First-Year Course Offerings — Fall 2022

RELG 221   Asian Religions: India
DistributionHuman Thought and Expression
Core AreaNone

Fall 2022 Focus:
The Republic of India is the world's largest and most religiously diverse democracy. However, people in our society know little about India and often carry misconceptions. Together, students explore the ways that religion, politics, society and culture interplay in modern India. Learning about religion’s role in the modern nation-state benefit students with varied academic interests. Students are introduced to some of the religious traditions of India, including Hinduism, Buddhism, Islam, Christianity and Sikhism. In addition to introducing the academic study of religion, questions are raised relevant to international relations, political science, history, and more. India provides an excellent setting to examine concerns we face today, such as: How might religion promote climate justice, or undermine it? How does religion relate to structures of social hierarchy? How do ancient wisdom and myth inform politics in the post colonial nation-state? Asian Religions makes a great first course in Religion, and Asian Studies, and has no prerequisites.

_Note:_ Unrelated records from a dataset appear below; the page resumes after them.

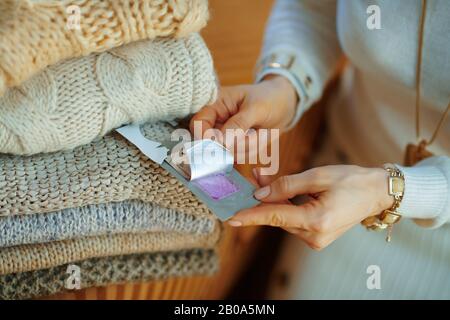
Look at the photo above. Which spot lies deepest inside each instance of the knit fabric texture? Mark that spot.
(109, 169)
(78, 100)
(35, 34)
(94, 220)
(112, 270)
(47, 255)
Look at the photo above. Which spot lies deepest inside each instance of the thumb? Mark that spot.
(287, 187)
(236, 127)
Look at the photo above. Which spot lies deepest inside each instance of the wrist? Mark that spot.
(288, 94)
(380, 182)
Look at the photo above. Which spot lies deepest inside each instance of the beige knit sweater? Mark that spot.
(47, 255)
(78, 100)
(37, 33)
(108, 169)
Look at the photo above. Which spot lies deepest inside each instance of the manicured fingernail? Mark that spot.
(255, 173)
(235, 223)
(262, 193)
(250, 132)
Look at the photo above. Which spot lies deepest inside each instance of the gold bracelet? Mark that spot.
(387, 219)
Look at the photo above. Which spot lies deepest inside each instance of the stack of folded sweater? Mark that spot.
(74, 192)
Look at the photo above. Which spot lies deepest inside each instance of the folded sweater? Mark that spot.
(94, 220)
(109, 169)
(37, 33)
(99, 272)
(76, 101)
(47, 255)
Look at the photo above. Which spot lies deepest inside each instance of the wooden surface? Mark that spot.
(234, 36)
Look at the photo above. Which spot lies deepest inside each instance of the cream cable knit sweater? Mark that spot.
(72, 103)
(37, 33)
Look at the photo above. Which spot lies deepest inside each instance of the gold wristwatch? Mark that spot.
(387, 219)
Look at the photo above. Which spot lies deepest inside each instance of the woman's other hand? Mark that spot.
(340, 197)
(268, 104)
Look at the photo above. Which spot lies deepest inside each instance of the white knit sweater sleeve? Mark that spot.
(305, 29)
(427, 192)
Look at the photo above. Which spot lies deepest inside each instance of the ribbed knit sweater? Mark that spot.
(112, 270)
(47, 255)
(76, 101)
(35, 34)
(95, 220)
(109, 169)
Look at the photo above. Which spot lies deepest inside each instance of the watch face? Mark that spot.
(396, 186)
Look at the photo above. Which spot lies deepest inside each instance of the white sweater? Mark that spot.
(374, 118)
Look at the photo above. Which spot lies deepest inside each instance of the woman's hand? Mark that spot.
(269, 104)
(341, 196)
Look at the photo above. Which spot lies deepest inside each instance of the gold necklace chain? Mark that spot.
(419, 82)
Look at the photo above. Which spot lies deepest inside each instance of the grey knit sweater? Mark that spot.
(95, 220)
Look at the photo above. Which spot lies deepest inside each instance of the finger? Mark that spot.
(263, 180)
(276, 215)
(287, 187)
(318, 241)
(205, 119)
(225, 106)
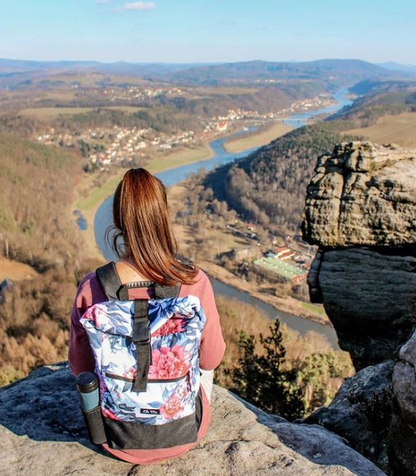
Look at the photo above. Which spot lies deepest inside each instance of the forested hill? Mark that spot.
(336, 72)
(269, 186)
(37, 228)
(36, 185)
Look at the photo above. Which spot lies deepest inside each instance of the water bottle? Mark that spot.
(89, 393)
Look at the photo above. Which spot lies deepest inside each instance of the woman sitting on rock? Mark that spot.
(145, 326)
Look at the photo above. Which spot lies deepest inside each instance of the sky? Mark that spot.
(200, 31)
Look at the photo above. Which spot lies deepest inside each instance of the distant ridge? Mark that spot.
(409, 68)
(342, 72)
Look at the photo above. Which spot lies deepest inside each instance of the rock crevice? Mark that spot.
(42, 432)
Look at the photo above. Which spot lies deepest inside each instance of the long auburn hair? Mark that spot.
(141, 218)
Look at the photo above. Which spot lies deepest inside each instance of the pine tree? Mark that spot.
(263, 380)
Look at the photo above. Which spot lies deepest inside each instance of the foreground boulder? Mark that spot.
(402, 438)
(362, 412)
(361, 211)
(42, 433)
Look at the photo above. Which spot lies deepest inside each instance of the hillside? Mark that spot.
(335, 72)
(269, 185)
(399, 129)
(42, 250)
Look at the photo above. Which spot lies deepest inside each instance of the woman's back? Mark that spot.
(148, 254)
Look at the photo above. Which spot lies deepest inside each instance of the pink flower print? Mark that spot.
(168, 363)
(172, 408)
(172, 326)
(130, 373)
(94, 314)
(109, 414)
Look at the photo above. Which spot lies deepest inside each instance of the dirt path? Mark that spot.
(15, 271)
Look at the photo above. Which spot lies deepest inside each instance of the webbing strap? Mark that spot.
(110, 281)
(141, 339)
(111, 284)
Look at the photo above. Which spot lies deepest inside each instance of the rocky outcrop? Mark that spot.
(362, 194)
(42, 432)
(403, 429)
(361, 211)
(362, 412)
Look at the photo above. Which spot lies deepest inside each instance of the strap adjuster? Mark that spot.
(141, 331)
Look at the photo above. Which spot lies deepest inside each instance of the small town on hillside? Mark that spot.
(288, 263)
(106, 146)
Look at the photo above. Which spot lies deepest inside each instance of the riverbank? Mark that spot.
(285, 304)
(89, 197)
(257, 139)
(225, 241)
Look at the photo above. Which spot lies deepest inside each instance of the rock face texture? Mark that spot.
(403, 429)
(362, 194)
(42, 433)
(362, 412)
(361, 211)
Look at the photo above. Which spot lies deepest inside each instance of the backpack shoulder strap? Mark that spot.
(110, 281)
(111, 284)
(162, 292)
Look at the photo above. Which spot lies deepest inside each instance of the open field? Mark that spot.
(400, 129)
(280, 267)
(157, 164)
(53, 112)
(264, 137)
(223, 241)
(15, 271)
(180, 157)
(47, 113)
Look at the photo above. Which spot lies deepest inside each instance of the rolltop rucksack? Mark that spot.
(146, 355)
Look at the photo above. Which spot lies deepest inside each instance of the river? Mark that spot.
(103, 219)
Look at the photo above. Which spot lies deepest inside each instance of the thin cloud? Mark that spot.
(137, 7)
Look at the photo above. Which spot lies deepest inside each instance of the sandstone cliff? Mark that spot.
(42, 433)
(361, 211)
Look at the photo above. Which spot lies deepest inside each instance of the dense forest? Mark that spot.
(37, 228)
(269, 186)
(380, 98)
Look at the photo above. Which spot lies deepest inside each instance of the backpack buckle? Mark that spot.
(141, 331)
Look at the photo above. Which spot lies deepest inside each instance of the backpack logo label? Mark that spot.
(149, 411)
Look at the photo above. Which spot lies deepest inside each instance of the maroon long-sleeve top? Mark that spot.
(212, 350)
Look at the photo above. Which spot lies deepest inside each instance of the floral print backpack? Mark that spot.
(147, 361)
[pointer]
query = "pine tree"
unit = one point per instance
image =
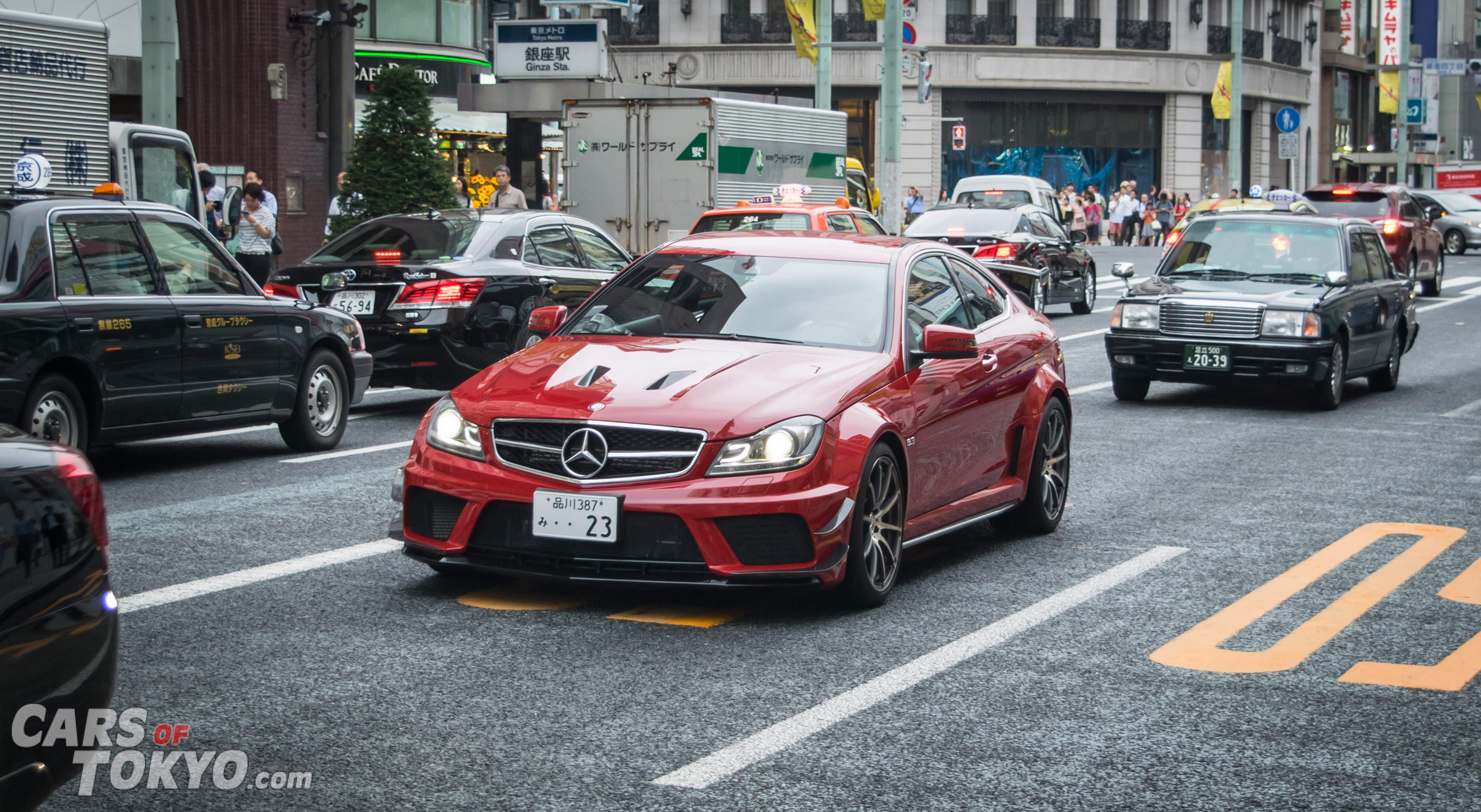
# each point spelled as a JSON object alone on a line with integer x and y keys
{"x": 394, "y": 165}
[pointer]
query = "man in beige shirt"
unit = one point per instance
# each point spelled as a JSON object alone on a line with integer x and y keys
{"x": 507, "y": 196}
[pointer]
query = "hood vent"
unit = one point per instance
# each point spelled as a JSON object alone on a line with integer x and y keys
{"x": 593, "y": 375}
{"x": 670, "y": 380}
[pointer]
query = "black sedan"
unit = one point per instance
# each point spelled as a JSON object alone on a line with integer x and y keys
{"x": 58, "y": 615}
{"x": 1043, "y": 261}
{"x": 445, "y": 294}
{"x": 1267, "y": 297}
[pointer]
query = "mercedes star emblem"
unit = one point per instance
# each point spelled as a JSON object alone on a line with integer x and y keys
{"x": 584, "y": 454}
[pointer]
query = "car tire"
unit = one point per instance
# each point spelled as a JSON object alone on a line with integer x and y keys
{"x": 320, "y": 405}
{"x": 1129, "y": 387}
{"x": 1047, "y": 476}
{"x": 1387, "y": 378}
{"x": 877, "y": 531}
{"x": 1087, "y": 298}
{"x": 1327, "y": 395}
{"x": 55, "y": 411}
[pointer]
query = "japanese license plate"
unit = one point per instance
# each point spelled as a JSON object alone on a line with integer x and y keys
{"x": 354, "y": 303}
{"x": 575, "y": 516}
{"x": 1214, "y": 358}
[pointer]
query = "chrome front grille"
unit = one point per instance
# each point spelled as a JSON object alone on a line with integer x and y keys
{"x": 596, "y": 451}
{"x": 1209, "y": 321}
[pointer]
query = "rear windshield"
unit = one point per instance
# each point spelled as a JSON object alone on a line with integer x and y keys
{"x": 760, "y": 221}
{"x": 1358, "y": 204}
{"x": 1006, "y": 196}
{"x": 405, "y": 241}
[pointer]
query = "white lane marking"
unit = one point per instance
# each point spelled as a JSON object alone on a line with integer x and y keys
{"x": 352, "y": 453}
{"x": 1464, "y": 411}
{"x": 791, "y": 731}
{"x": 1091, "y": 387}
{"x": 243, "y": 577}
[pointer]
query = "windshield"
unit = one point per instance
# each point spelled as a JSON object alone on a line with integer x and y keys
{"x": 999, "y": 196}
{"x": 746, "y": 298}
{"x": 1227, "y": 251}
{"x": 759, "y": 221}
{"x": 1456, "y": 202}
{"x": 1358, "y": 204}
{"x": 405, "y": 241}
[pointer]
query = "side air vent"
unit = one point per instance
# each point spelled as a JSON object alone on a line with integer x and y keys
{"x": 670, "y": 380}
{"x": 593, "y": 375}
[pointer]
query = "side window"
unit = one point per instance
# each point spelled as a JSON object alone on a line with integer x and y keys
{"x": 600, "y": 254}
{"x": 551, "y": 247}
{"x": 842, "y": 223}
{"x": 984, "y": 301}
{"x": 932, "y": 298}
{"x": 100, "y": 256}
{"x": 1358, "y": 263}
{"x": 187, "y": 261}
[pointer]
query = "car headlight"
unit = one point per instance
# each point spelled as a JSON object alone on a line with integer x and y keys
{"x": 781, "y": 447}
{"x": 1134, "y": 316}
{"x": 448, "y": 430}
{"x": 1290, "y": 324}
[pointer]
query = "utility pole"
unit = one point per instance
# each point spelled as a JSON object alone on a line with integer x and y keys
{"x": 1237, "y": 96}
{"x": 159, "y": 33}
{"x": 891, "y": 82}
{"x": 1401, "y": 117}
{"x": 823, "y": 86}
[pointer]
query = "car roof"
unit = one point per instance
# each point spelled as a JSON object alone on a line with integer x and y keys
{"x": 845, "y": 247}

Catalog Course Description:
How should we understand the relationship between religious texts and lived experiences? Why do religious differences sometimes harden and sometimes become porous depending on the context? Focusing on a single place and its people can help us break down traditional frameworks for understanding religion and reveals instead a much more dynamic image of religious diversity. Students are introduced to at least three major religions in a particular Asian region. In the process, it problematizes the traditional portrait of distinct and timeless world religions by taking a deeper look at the lived experiences of religious practitioners in one designated Asian society. The course utilizes a kaleidoscopic and multidisciplinary approach to the study of religion, allowing students to identify and appreciate the complex and sometimes unexpected ways in which religious practitioners live in diverse societies.